Sparkles → Soundwave (an email task.) Sparkles needs the most recent thread with a specific vendor across all twelve mail accounts. The handoff body says exactly that, names the vendor, names the date floor, and lists the artifact: a single markdown summary written back to a known location. Soundwave reads it, runs the searches, writes the summary, flips status to done, and pings the channel. Sparkles' next loop iteration reads the result file. No row was modified. No migration was needed when, two weeks later, we added a 13th account.

Sparkles → Wheeljack (a code change.) Sparkles has a build-log entry that says "the publisher mis-detects social filters." The handoff to Wheeljack carries the symptom, the relevant module name, the constraint that the fix must not change the publish-time behavior, and the Done When: a passing test plus a draft PR. Wheeljack works in a feature branch, writes its ## Notes as it goes, fills in ## Result with the PR URL, flips status to done, and assigns review to Optimus Prime via owner_for_review. The whole loop is legible to a human reading one file.

Where this breaks

Three places, plainly:

Long workflows with branching. A task that fans out to four sub-tasks, two of which depend on each other, is awkward to express as flat files. We use parent_task and links, but past about three levels of nesting, you start wanting a real graph store. We haven't crossed that threshold; if we do, the answer is probably a small graph DB layered on top of the files, not replacing them.
Transactional consistency. "Either both these tasks complete or neither does" is not something a folder of markdown files will give you. Two-phase anything is out of scope. Where we genuinely need atomicity — token rotations, billing — we route through code, not handoffs.
High-frequency, low-context signals. Heartbeats, queue depth, latency samples. Writing a markdown file for those is absurd. They go to Postgres or directly to the metrics pipeline.

What we kept the database for

Three things, all of which are real database workloads:

Sessions and tokens. OAuth refresh, session state, anything with a TTL. Files don't expire; rows do.
Audit log. A long, append-only table of every state transition across the fleet. Cheaper to query than git log across a thousand files.
The learnings index. A searchable store of cross-project lessons, embedded for retrieval. Different shape, different access pattern, belongs in a database.

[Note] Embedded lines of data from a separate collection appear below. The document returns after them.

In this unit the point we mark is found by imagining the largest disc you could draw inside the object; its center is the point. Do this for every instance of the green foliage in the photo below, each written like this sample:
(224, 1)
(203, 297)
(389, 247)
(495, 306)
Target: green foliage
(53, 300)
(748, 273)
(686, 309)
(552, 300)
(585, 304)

The win wasn't "files beat databases." It was admitting that what we had been calling a task queue was actually a document store wearing a relational costume. We moved the documents to where documents live, and we kept the database for the rows that are actually rows. Four months in, no migrations, and every handoff is grep-able.

Key Takeaways

A folder of versioned markdown handoff files with frontmatter schemas replaces a Postgres-backed task queue cleanly for crew-scale agent coordination — under three levels of nesting, with no transactional or high-frequency requirements.
The shift wasn't files-beat-databases. It was admitting that what was being called a task queue was actually a document store wearing a relational costume. Move the documents to where documents live.
Schema is frontmatter; body is the briefing. Required body sections (## Context, ## Ask, ## Constraints, ## Done When) make handoffs legible to both humans and prompts. Models read prose, not relational schemas.
File-based handoffs break for: long workflows with branching dependencies (3+ levels of nesting), transactional consistency (two-phase atomic operations), and high-frequency low-context signals (heartbeats, latency samples).
Three things stayed in Postgres because they're real database workloads: sessions and tokens (TTL-bound), audit logs (append-only across the fleet), and the searchable learnings index. Files for documents, rows for rows.